In the Flemish region, a separate licence from the government is required for the exploration and exploitation of oil and gas. An exploitation licence can be obtained only on the basis of the results achieved under an exploration licence.

The relevant procedures are set out in the Decision of the Flemish Government of July 15 2011 on the implementation of the Flemish Regional Act of May 8 2009 concerning deep subsoil, which reviews the formalities that should be fulfilled and the information and documents to be provided. The extraction of hydrocarbons is based on an extraction plan which also requires approval from the Flemish government.

In the Walloon region, the applicable rules and procedures can be found in the Walloon Regional Act of July 4 2002 on quarries and the Walloon Regional Act of March 11 1999 on environmental permits, which cover the relationship with landowners and the required environmental permit, respectively.

In the Brussels-Capital region, the Brussels-Capital Regional Act of June 5 1997 concerning environmental permits designates installations for the extraction of oil or natural gas, oil and gas storage facilities and crude oil refineries as Class IA establishments, which require a preliminary environmental impact assessment.

What criteria are considered in awarding exploration and production rights (eg, are there any restrictions on the participation of foreign investors/companies)?

In the Flemish region, such criteria are listed in the Flemish Regional Act of May 8 2009 concerning deep subsoil and include:

  •  the applicant’s technical and financial capabilities;
  • the environmental impact of the envisaged activities;
  • the potential lack of efficiency and sense of responsibility shown by the applicant in the context of a previous licence; and
  • the possible interference with other licensed subsoil activities, where appropriate.

Licences must or can be refused for a number of reasons. For example, a licence must be refused when a similar licence has already been granted for the area to which the licence application applies. A licence can also be refused if the Flemish government deems it necessary for national security reasons – for example, when:

  • a state from outside the European Economic Area or one of its citizens has de facto control of the applicant; or
  • it is unlikely that the exploration or exploitation of hydrocarbons in the area in question is economically or technically feasible.

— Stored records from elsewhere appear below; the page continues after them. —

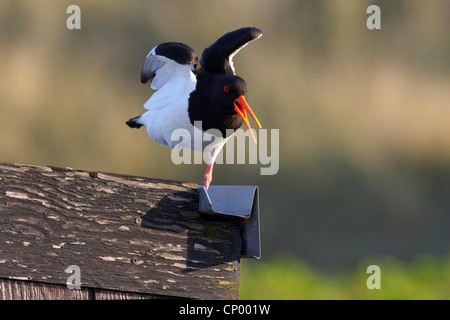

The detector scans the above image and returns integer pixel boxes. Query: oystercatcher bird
[126,27,263,190]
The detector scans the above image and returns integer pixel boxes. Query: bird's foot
[204,173,212,190]
[204,164,213,191]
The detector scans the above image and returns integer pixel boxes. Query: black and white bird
[126,27,263,189]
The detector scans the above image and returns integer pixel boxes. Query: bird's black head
[188,75,261,142]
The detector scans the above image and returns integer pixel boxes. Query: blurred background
[0,0,450,299]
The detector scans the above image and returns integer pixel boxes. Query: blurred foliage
[0,0,450,297]
[241,255,450,300]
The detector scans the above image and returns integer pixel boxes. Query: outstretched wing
[141,42,198,110]
[200,27,263,74]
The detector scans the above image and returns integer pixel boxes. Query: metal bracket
[198,186,261,259]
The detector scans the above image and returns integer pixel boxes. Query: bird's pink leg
[204,162,214,190]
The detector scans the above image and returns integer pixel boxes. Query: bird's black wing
[200,27,263,74]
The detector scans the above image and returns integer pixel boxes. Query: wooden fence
[0,163,250,299]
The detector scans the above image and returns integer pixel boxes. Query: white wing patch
[144,47,197,110]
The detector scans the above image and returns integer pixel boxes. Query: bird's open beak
[234,96,261,143]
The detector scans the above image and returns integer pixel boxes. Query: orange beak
[234,96,261,143]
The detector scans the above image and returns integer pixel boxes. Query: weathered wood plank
[0,163,240,299]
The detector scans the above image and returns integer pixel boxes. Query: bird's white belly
[140,105,227,161]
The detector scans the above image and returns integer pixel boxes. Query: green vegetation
[241,255,450,300]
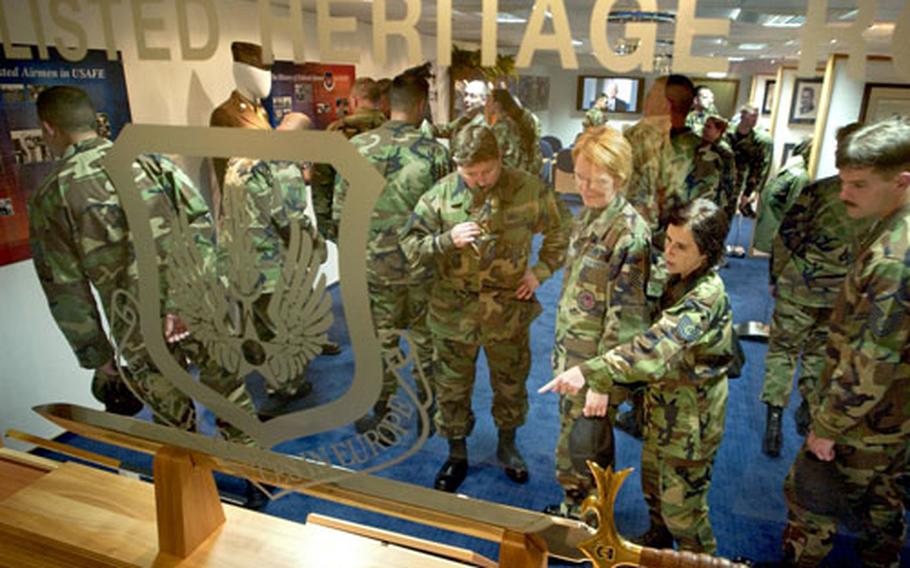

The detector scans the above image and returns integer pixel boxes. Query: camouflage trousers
[783,443,910,567]
[556,387,626,507]
[368,283,435,401]
[641,398,720,554]
[433,329,531,439]
[760,299,832,411]
[124,338,255,445]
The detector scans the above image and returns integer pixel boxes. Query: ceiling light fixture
[761,14,806,28]
[496,12,528,24]
[607,10,676,24]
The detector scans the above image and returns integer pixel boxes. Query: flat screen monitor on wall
[576,75,645,113]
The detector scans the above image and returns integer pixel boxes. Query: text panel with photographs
[0,48,130,265]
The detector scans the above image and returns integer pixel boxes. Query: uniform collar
[60,136,111,162]
[231,90,262,109]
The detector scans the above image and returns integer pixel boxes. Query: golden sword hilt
[578,460,744,568]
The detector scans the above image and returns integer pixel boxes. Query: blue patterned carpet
[42,215,910,566]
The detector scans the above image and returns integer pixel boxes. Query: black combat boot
[632,525,673,548]
[354,400,389,434]
[496,429,528,483]
[793,399,812,437]
[433,438,468,493]
[761,404,784,458]
[243,480,270,511]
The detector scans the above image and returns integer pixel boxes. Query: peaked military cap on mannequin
[231,41,272,71]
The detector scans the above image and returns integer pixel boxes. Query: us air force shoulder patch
[675,315,698,343]
[577,290,597,312]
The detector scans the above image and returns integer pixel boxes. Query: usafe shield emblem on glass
[104,125,430,492]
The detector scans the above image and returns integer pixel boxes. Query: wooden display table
[0,449,490,568]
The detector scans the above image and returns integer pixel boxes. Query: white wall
[774,68,822,173]
[0,0,448,445]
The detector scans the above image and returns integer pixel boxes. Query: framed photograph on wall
[761,79,777,114]
[575,75,645,113]
[860,83,910,122]
[780,142,796,167]
[692,77,739,118]
[790,78,822,124]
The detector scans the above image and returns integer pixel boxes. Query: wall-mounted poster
[761,79,777,114]
[860,83,910,122]
[790,79,822,124]
[0,47,130,265]
[507,75,550,112]
[780,142,796,168]
[263,61,354,130]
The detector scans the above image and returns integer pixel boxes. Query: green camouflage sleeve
[812,258,910,439]
[579,282,712,393]
[310,164,338,241]
[493,119,521,168]
[746,137,774,194]
[600,236,651,346]
[399,184,455,270]
[29,182,119,369]
[717,150,736,223]
[332,169,348,233]
[528,184,572,282]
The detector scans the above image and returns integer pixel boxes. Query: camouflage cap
[231,41,272,71]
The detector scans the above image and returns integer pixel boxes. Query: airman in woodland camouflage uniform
[616,75,701,438]
[432,79,490,163]
[686,85,726,136]
[222,158,326,402]
[624,75,701,242]
[761,171,869,457]
[333,76,449,432]
[756,123,869,457]
[487,89,543,176]
[685,114,736,219]
[29,87,252,441]
[402,126,570,491]
[546,126,651,517]
[784,117,910,566]
[310,77,386,241]
[725,105,774,215]
[540,199,733,554]
[752,140,812,252]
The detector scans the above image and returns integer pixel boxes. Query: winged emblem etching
[167,175,333,388]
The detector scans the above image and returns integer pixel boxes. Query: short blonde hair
[572,126,632,189]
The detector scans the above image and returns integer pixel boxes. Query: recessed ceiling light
[762,14,806,28]
[837,8,859,20]
[496,12,528,24]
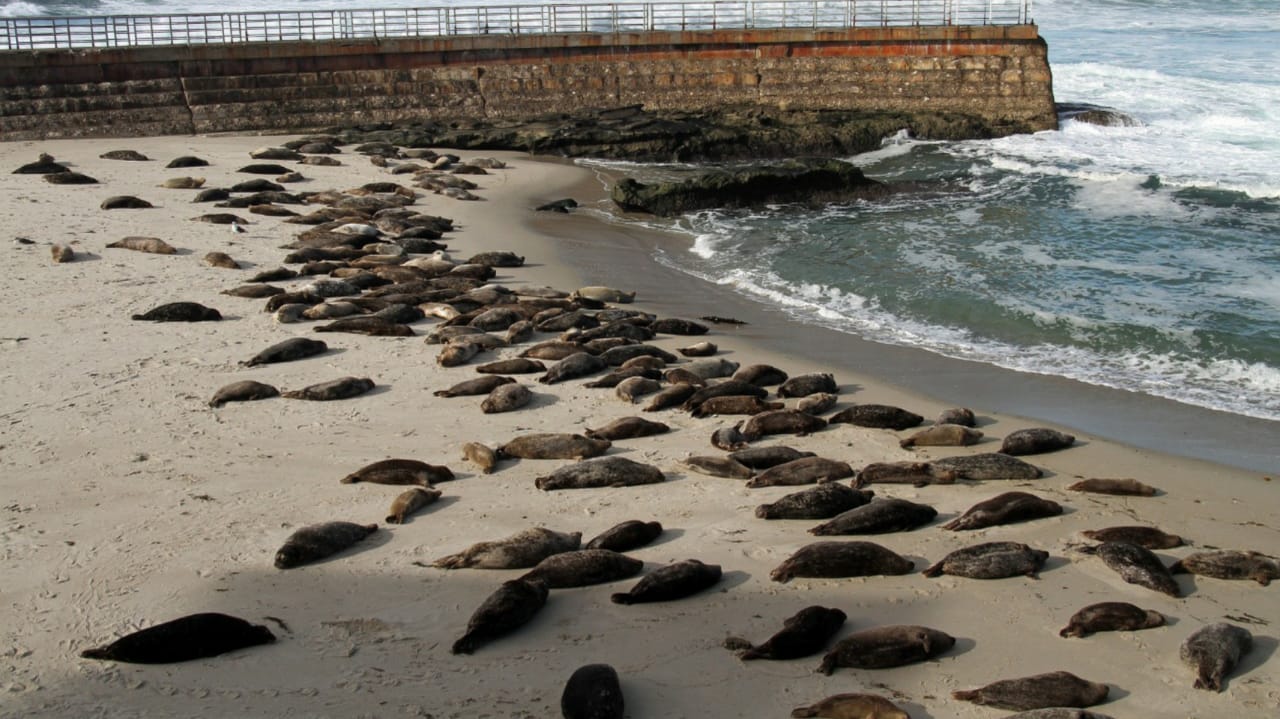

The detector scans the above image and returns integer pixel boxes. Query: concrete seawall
[0,26,1057,139]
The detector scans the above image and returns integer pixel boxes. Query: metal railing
[0,0,1032,50]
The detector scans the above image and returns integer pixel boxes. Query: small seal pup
[1178,622,1253,692]
[769,541,915,583]
[791,693,911,719]
[609,559,721,604]
[431,527,582,569]
[1169,549,1280,586]
[942,491,1062,531]
[755,482,874,519]
[724,605,846,661]
[1057,601,1165,638]
[561,664,625,719]
[275,522,378,569]
[342,459,453,487]
[951,672,1110,711]
[209,380,280,407]
[387,487,443,525]
[818,624,956,677]
[81,612,275,664]
[585,519,662,551]
[923,541,1048,580]
[452,580,550,654]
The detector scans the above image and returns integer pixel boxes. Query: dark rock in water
[612,159,884,217]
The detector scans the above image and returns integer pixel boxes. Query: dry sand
[0,137,1280,719]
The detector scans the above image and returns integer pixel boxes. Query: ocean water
[10,0,1280,420]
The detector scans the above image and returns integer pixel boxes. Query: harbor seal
[81,612,275,664]
[609,559,721,604]
[452,580,549,654]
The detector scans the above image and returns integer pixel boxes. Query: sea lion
[755,482,873,519]
[897,425,982,449]
[746,457,854,489]
[1057,601,1165,638]
[584,417,671,441]
[1178,622,1253,692]
[342,459,453,487]
[818,624,956,676]
[275,522,378,569]
[132,302,223,322]
[1169,549,1280,586]
[609,559,721,604]
[778,372,840,397]
[480,383,534,415]
[933,452,1043,480]
[1080,541,1183,597]
[280,377,374,402]
[498,432,613,459]
[1080,527,1183,545]
[520,549,644,590]
[680,454,754,480]
[431,527,582,569]
[791,693,911,719]
[740,409,827,441]
[209,380,280,407]
[942,491,1062,531]
[452,580,549,654]
[854,462,956,487]
[809,498,938,536]
[534,457,666,491]
[724,606,846,661]
[951,672,1110,710]
[241,336,329,367]
[769,541,915,583]
[81,612,275,664]
[387,487,443,525]
[1066,478,1157,496]
[561,664,625,719]
[584,519,662,551]
[923,541,1048,580]
[1000,427,1075,454]
[106,237,178,255]
[827,404,924,430]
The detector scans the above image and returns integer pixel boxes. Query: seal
[431,527,582,569]
[452,580,549,654]
[280,377,374,402]
[275,522,378,569]
[1057,601,1165,638]
[1169,549,1280,586]
[818,624,956,676]
[724,605,846,661]
[791,693,911,719]
[809,498,938,536]
[755,482,873,519]
[585,519,662,551]
[561,664,625,719]
[241,336,329,367]
[609,559,721,604]
[924,541,1048,580]
[1178,622,1253,692]
[521,549,644,590]
[342,459,453,487]
[769,541,915,583]
[81,612,275,664]
[133,302,223,322]
[942,491,1062,531]
[951,672,1110,711]
[209,380,280,407]
[387,487,443,525]
[534,457,666,491]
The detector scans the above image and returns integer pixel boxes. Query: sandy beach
[0,136,1280,719]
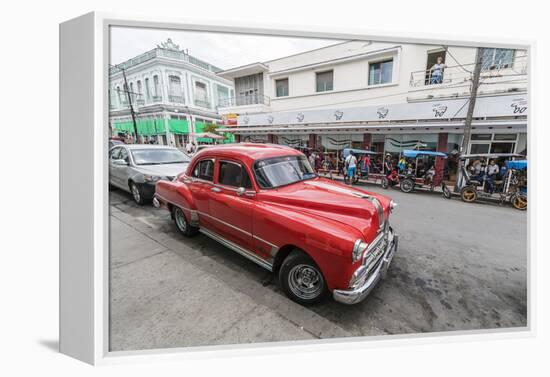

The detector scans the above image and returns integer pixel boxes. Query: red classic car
[153,143,397,305]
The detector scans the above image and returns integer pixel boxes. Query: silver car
[109,144,190,204]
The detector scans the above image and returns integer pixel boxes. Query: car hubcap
[174,208,187,232]
[288,264,323,300]
[463,190,476,201]
[132,185,141,203]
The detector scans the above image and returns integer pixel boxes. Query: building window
[369,59,393,85]
[275,78,292,97]
[195,81,210,107]
[315,70,334,92]
[216,84,230,106]
[153,75,162,101]
[136,80,144,104]
[145,78,151,101]
[168,75,183,103]
[481,48,515,71]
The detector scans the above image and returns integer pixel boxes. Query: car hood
[137,162,189,177]
[262,178,391,239]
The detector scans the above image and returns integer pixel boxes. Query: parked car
[109,144,190,204]
[109,139,124,150]
[153,143,397,305]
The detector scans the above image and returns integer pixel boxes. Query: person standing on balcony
[430,56,447,84]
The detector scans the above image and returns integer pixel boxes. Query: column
[434,132,449,185]
[363,133,372,150]
[307,134,317,149]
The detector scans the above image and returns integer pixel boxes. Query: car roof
[195,143,302,164]
[124,144,177,149]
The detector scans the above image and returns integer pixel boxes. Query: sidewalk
[110,206,349,351]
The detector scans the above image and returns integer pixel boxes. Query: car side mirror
[113,159,128,166]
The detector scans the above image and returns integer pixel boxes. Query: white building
[109,39,234,146]
[218,41,528,177]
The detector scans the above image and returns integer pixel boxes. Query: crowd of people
[466,159,507,194]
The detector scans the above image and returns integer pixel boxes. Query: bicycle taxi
[459,153,527,210]
[382,149,451,199]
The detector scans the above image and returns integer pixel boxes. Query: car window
[218,161,252,188]
[118,148,128,162]
[193,160,214,181]
[109,148,122,160]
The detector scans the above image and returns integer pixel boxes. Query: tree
[202,123,219,134]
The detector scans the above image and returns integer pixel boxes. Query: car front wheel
[279,250,328,305]
[172,206,199,237]
[130,182,145,205]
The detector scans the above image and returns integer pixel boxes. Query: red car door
[210,159,256,252]
[187,158,216,229]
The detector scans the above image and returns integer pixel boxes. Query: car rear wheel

The Walloon Regional Act of July 4 2002 on quarries and the Royal Decree of April 7 1953 stipulate no specific criteria for awarding exploration and production rights for the Walloon or Brussels-Capital regions.

The Royal Decree of September 1 2004 sets out the procedure for awarding offshore exploration and production rights. However, it contains no substantive criteria for assessing applications.

Joint ventures

Are there any special legal provisions applicable to joint ventures?

No specific legal provisions apply to joint ventures regarding oil and gas exploration and production. 

Third parties

Can exploration and production rights be transferred to third parties?

Licences granted on the basis of the Flemish Regional Act of May 8 2009 concerning deep subsoil can be transferred to third parties subject to prior written approval from the Flemish government. 

For licences granted on the basis of the Walloon Regional Act of March 11 1999 on environmental permits, when an installation is (partially) operated by a party other than the environmental permit holder, that party must make a joint notification to the competent authority together with the original environmental permit holder. The transferee must confirm in writing that it will: 

  • comply with the existing permit’s conditions; and
  • accept any additional conditions. 

As regards the Brussels-Capital region, the Royal Decree of April 7 1953 states that the (partial) transfer of a licence is subject to the same procedure and requirements as the original licence application


Is hydraulic fracturing (‘fracking’) permitted in your jurisdiction?

No specific legislation has been adopted regarding hydraulic fracturing in Belgium. However, in 2014 the Flemish government adopted a moratorium on the exploration and production of hydrocarbons (eg, shale gas) using hydro-fracturing, as it considered that it did not have enough technical and scientific expertise on the subject. Regulation is expected in the future.